The U.S. Department of Justice sued Google on October 20, accusing the $ 1 trillion company of illegally using its market power to hamper rivals in the greater challenge of power and influence. Big Tech for decades.
The federal government alleges that Google acted illegally to maintain its position in search and search engine advertising. Google has denied any wrongdoing.
At a status conference on Friday, John Schmidtlein, who represents Google, agreed to tell U.S. District Court for the District of Columbia by November 13 whether the search and advertising giant plans to ask that the matter be dismissed on summary judgment.
After a bit of a scuffle between government attorneys and Google, Judge Mehta said both sides are expected to make initial disclosures about potential witnesses and evidence that could be used at trial by November 20.
The judge asked the two sides to produce a status report on a protection order by November 6, which would protect third parties like Google customers who provide evidence for the government.
The next status conference was set for November 18.
The judge, who was chosen at random, also revealed personal links to Google, including a cousin who worked for the company and a friend who had been an executive there.

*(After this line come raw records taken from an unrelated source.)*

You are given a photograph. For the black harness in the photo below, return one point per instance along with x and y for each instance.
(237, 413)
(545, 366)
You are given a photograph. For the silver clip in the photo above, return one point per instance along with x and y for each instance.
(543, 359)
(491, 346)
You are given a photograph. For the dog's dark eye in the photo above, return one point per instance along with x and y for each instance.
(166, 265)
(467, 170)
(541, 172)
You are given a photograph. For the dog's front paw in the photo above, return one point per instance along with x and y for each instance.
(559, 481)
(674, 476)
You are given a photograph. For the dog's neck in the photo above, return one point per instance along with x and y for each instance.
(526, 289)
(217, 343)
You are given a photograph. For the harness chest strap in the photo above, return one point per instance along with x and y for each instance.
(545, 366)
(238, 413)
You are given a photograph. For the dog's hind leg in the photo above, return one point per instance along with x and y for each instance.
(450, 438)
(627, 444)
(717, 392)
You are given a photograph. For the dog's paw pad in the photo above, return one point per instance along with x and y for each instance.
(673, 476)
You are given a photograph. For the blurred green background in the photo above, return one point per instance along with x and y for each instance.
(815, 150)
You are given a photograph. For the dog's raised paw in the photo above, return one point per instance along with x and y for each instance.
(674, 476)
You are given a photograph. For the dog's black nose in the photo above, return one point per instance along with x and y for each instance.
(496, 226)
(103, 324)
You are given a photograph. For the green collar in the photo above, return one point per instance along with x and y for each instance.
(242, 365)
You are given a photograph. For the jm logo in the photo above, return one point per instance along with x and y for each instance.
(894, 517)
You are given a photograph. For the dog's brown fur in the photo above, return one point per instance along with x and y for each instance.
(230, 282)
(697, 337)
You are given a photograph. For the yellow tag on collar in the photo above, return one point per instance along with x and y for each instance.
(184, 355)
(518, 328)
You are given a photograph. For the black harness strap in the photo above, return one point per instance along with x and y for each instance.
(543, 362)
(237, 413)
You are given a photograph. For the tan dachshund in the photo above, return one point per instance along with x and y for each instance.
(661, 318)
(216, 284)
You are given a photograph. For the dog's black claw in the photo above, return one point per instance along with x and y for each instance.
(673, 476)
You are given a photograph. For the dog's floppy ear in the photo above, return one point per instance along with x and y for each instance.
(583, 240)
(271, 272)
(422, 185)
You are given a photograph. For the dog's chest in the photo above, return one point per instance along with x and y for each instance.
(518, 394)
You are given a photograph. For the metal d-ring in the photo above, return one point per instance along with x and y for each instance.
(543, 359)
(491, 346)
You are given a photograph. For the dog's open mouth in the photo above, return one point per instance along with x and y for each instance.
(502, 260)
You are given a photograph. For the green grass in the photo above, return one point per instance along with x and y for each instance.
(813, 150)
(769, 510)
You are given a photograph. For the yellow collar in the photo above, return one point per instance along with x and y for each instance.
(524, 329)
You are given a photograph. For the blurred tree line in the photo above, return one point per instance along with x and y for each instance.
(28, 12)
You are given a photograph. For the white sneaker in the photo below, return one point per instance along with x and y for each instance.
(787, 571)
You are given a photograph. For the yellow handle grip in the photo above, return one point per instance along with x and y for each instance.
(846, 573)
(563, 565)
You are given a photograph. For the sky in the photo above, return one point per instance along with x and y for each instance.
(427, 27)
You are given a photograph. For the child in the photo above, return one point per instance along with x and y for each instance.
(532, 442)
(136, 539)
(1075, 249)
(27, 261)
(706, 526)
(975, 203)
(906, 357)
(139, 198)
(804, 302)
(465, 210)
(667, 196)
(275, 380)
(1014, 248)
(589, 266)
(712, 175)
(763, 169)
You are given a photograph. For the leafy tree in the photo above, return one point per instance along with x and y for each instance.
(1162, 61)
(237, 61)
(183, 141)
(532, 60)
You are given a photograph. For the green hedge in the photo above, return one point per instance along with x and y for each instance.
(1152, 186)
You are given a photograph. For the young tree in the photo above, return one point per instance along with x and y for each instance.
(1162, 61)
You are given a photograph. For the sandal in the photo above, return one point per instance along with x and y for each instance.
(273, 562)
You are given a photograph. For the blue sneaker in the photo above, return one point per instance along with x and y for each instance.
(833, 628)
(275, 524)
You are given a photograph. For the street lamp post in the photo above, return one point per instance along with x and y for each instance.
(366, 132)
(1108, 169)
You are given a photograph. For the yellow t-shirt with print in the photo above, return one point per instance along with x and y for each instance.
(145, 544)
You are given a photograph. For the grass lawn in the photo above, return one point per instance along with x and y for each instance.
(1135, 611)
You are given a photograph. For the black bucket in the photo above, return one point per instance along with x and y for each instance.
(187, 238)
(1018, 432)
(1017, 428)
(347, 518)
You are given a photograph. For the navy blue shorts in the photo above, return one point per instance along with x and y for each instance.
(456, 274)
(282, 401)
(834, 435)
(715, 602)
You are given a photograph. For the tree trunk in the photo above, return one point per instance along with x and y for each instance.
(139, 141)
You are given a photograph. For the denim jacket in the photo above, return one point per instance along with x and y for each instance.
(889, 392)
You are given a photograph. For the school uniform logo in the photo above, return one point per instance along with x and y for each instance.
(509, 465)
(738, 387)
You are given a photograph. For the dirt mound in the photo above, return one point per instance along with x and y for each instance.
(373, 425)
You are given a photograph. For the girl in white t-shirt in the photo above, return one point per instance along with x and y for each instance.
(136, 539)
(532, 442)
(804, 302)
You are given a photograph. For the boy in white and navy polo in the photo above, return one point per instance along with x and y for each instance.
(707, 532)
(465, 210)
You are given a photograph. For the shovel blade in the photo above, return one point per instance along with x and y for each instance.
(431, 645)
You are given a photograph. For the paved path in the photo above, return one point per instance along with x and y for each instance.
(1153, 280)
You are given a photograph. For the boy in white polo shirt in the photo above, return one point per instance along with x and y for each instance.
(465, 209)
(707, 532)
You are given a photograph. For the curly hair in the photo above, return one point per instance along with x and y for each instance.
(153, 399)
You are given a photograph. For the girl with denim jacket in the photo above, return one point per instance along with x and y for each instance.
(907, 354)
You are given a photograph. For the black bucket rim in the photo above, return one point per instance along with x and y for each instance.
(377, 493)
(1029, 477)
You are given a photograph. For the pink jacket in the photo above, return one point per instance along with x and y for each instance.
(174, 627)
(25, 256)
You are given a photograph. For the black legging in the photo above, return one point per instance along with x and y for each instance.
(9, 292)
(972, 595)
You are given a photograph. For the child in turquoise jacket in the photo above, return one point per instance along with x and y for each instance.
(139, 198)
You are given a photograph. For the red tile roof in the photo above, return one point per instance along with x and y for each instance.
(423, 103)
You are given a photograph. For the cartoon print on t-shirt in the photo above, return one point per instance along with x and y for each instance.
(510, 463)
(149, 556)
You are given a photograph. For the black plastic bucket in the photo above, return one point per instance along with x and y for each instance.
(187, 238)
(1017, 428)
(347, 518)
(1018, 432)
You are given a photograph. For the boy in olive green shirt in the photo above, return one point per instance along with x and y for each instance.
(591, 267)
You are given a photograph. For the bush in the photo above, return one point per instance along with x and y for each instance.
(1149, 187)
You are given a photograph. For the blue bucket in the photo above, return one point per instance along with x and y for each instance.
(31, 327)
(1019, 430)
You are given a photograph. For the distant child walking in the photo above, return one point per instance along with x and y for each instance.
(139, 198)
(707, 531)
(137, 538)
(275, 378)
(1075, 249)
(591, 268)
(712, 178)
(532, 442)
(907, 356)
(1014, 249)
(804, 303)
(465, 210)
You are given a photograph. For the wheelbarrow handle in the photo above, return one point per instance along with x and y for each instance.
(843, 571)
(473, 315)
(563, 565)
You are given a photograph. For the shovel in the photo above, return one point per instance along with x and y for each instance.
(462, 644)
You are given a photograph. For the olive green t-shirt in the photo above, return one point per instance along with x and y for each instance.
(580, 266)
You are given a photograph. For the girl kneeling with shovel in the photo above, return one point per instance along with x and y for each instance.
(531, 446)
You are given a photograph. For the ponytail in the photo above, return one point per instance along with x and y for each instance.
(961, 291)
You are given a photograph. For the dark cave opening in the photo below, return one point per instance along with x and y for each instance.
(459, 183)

Mehta said he was unaware of his cousin's role at Google. "I'll admit to you that I don't know what he's doing," the judge said.
Google declined to confirm the identity of the cousin or to clarify his role.
Antitrust experts said Mehta, who was appointed to the Washington court by President Barack Obama, was a good choice for the government because he is not seen as pro-business.
The family ties of judges are sometimes contested by the parties to a trial when they are looking for a different judge. It's unclear whether Google, or the government, would try to get Mehta to recuse itself.
US law requires a judge to disqualify himself "in any proceeding in which his impartiality could reasonably be called into question." The law cites situations such as "a person in the third degree of relationship" with the judge or his or her spouse is an officer or director of the company, a potential important witness or a person who could be "substantially affected" by the case.